Yao et al. revealed a positive relationship between UA and BMD of the lumbar vertebrae among most older adults.³⁰ Wang et al. demonstrated that gout was significantly associated with osteoporotic fracture risk in older Chinese women.⁴ The mechanism of the increase in BMD induced by high levels of UA has been discussed in many studies. As the final product of purine metabolism, UA effectively blocks formation of the oxidant peroxynitrite and plays a key role in the procedure of antioxidation.¹⁴ Loss of bone mass is closely related to increased oxidative stress or decreased antioxidants.³¹ In addition, UA not only stimulates the differentiation of osteoblasts but can also inhibit the generation of osteoclasts, exerting dual effects of increasing bone formation and reducing bone absorption. A large population study demonstrated that increased levels of UA are protective for bone strength and BMD.³² Similarly, we found that UA was positively and linearly related to increased lumbar BMD in both men and postmenopausal women in the present study. Furthermore, this result may also support the hypothesis that UA play an important role in the osteogenic differentiation of mesenchymal stem cells.

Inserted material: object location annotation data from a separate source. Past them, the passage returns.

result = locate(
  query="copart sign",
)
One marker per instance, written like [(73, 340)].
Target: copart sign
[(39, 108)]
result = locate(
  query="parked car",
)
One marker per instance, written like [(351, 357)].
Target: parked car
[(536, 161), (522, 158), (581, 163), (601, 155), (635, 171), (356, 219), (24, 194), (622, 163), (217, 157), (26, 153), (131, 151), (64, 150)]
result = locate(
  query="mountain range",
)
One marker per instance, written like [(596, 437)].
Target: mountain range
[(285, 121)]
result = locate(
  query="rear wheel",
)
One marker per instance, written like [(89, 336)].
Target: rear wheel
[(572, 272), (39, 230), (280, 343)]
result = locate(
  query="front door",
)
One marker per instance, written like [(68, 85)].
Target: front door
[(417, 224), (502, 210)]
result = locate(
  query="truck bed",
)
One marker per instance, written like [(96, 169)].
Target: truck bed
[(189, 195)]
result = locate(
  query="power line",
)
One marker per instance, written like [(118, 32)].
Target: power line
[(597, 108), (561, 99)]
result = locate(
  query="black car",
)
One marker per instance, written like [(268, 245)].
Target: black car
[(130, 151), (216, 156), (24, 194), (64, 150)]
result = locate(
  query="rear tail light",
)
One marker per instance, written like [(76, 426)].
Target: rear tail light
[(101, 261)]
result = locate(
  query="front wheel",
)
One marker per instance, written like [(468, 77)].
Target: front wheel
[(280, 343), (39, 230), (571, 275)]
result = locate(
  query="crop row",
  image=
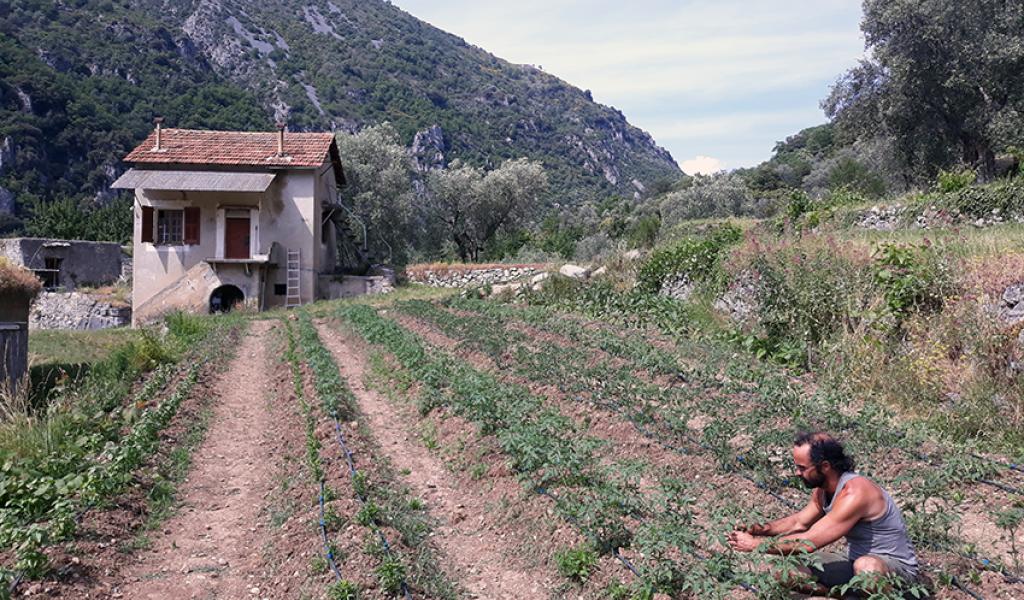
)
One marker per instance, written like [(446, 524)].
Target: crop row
[(383, 504), (341, 589), (773, 399), (654, 412), (42, 504), (673, 545), (719, 369)]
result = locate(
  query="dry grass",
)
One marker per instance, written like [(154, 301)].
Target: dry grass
[(443, 268), (15, 281)]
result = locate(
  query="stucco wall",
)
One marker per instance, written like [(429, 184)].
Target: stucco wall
[(289, 214), (82, 263)]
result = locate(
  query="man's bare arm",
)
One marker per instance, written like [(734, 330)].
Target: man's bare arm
[(795, 523), (847, 511)]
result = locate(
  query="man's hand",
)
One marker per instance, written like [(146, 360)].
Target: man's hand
[(755, 528), (742, 542)]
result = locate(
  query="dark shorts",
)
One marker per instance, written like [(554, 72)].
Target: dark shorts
[(838, 568)]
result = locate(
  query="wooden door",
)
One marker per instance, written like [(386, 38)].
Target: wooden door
[(237, 238)]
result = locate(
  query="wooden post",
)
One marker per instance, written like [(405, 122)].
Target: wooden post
[(13, 354)]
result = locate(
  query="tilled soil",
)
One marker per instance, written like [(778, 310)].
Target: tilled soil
[(214, 546), (629, 443), (481, 555)]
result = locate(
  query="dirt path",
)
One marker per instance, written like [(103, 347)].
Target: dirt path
[(479, 557), (212, 548)]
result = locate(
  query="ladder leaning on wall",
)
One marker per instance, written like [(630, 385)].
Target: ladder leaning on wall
[(294, 293)]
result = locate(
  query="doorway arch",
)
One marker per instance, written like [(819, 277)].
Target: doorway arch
[(224, 298)]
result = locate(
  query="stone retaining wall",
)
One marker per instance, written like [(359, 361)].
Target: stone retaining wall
[(462, 276), (77, 311)]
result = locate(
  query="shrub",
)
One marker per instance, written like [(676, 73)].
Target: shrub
[(695, 259), (186, 328), (805, 292), (910, 279), (949, 181), (1006, 198), (577, 563), (343, 590), (15, 281)]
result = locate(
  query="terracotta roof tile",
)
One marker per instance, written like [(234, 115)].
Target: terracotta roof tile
[(193, 146)]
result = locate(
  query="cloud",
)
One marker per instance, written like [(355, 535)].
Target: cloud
[(725, 79), (701, 165)]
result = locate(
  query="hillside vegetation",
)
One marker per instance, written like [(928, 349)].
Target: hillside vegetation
[(81, 82)]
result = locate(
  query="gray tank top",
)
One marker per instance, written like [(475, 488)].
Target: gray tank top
[(885, 536)]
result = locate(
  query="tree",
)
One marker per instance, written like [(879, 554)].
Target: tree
[(380, 186), (941, 79), (474, 206)]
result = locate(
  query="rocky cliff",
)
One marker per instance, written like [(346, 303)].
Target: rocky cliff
[(80, 82)]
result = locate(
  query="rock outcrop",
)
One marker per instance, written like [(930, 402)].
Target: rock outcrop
[(75, 310)]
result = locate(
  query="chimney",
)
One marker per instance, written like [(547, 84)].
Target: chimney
[(158, 121), (281, 138)]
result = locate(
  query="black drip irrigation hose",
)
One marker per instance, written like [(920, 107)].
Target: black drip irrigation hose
[(960, 586), (363, 500), (15, 583), (327, 545), (614, 552), (1012, 466), (658, 438)]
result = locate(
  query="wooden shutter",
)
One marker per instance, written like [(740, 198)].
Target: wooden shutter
[(147, 224), (192, 224)]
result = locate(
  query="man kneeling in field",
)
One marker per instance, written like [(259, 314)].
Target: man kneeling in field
[(844, 504)]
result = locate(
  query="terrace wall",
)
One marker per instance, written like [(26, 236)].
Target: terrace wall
[(460, 275)]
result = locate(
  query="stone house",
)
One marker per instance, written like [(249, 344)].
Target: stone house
[(224, 218)]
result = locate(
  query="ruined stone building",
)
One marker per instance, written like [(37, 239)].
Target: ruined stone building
[(66, 264)]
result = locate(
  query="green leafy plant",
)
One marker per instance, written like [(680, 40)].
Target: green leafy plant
[(949, 181), (391, 574), (343, 590), (909, 276), (694, 259), (577, 563)]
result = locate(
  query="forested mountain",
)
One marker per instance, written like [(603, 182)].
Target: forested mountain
[(81, 80)]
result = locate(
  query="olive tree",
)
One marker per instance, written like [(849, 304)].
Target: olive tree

Many clinical studies have focused on understanding the correlation between risk factors for BMD in patients with diabetes. In fact, osteoporosis is one of the complications associated with diabetes mellitus.³³ Many studies have reported that both type 1 and 2 diabetes mellitus influence BMD and the risk of bone fractures.³⁴ Yan et al. reported that higher blood glucose levels increase BMD.¹⁵ HbA1c and FBG are better indicators for diabetes and are considered the main clinical parameters when assessing this disorder. Consistent with previous research, the results of our study showed that FBG and HbA1c were significantly and positively associated with BMD in men and postmenopausal women, respectively. Although BMD is the gold standard for the diagnosis of osteoporosis, many studies have demonstrated that BMD measurement alone is not adequate for assessing the risk of osteoporotic fracture in older adults. Some studies have reported that diabetics have a greater risk of fracture but higher lumbar spine BMD compared to nondiabetics.³⁴ Si et al.reported that hyperglycemia can lead to bone fragility.³⁵ In addition, the increased risk of osteoporosis fracture, even with increased BMD, has been attributed to bone fragility in older adults with hyperglycemia.^15,36

Limitations

There are some limitations in present study. First, we did not have detailed information on some urine bone indices and other metabolic indicators. Therefore, some potential risk factors may have been neglected in this study. Second, further large-sample and longitudinal studies are needed to verify the results of the present study. Finally, BMD measurement alone is not adequate; changes in bone microstructure, bone fragility and the incidence of falls also should be tabulated when assessing the risk of osteoporotic fracture.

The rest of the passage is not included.